The mid-size MKX is joined by a smaller crossover for 2015, the Ford Escape-based MKC. For now, the aspires to be a direct rival to vehicles such as the longtime favorite Lexus RX, the Jeep Grand Cherokee, and the Mercedes M-Class; but it's poised to come much closer to realizing this with an all-new version of the MKX that's arriving for the 2016 model year.
For 2015, Lincoln has made no changes to the MKX, which was last redesigned for 2011, bringing new sheetmetal, a much-improved interior, and the love-it-or-hate-it MyLincoln Touch infotainment interface. It's still a handsome model among its crossover contemporaries, avoiding flashiness with just the right amount of flair. Some are put off by the newest Lincoln grille design, but it works here much better than it does on the larger MKT, for example. The MKX's interior is especially well finished, with nice quality wood, leather, and trim. Eighteen-inch wheels are standard and look fine, while Lincoln offers 20s and 22s on top of those.
The MKX stands a distant third—after the Navigator and the MKT—in terms of size and space for the Lincoln lineup, but it should still be plenty large for most American families. It's designed to tote five adults in comfort, and it hits that mark well.
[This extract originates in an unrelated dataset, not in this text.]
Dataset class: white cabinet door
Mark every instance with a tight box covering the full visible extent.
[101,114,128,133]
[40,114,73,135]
Its front seats have good support, and finding a good driving position is easy. Seat heaters are included up front and available in back; and you'll even find enough width to fit three adults across in the back seat on occasion. As for cargo space, the MKX is a little lacking (and the cargo floor is a bit high), but there's enough useful storage in the console, door panels and glove box.
The 2015 MKX has some impressive gear under the hood: a 305-horsepower, 3.7-liter V-6—yes, that's the same engine as in the Mustang—and a six-speed automatic transmission. It's quieter here, for sure, but it allows an estimated 0-to-60-mph time of 8.0 seconds, which makes it one of the quicker vehicles in this class (especially for one that weighs more than 4,000 pounds). You won't find much feedback from the electric power steering system, but it's hefty and relatively quick. It handles as if it were a class lighter, though; the MKX digs into its share of country roads with gusto. The all-wheel drive system here definitely saps some of that verve—and you'll pay the price in miles per gallon—so we'd recommend passing on it unless you often take on snow or mud.
When it comes to safety, the 2015 MKX stands as one of the better-rated models in this class, although it's not quite the top choice. In NHTSA testing, it receives four stars overall, while the insurance-funded IIHS calls it out as a Top Safety Pick. Standard equipment includes stability control, curtain airbags, blind-spot monitors, and a rearview camera. Adaptive cruise control and collision warning are offered together in an option package.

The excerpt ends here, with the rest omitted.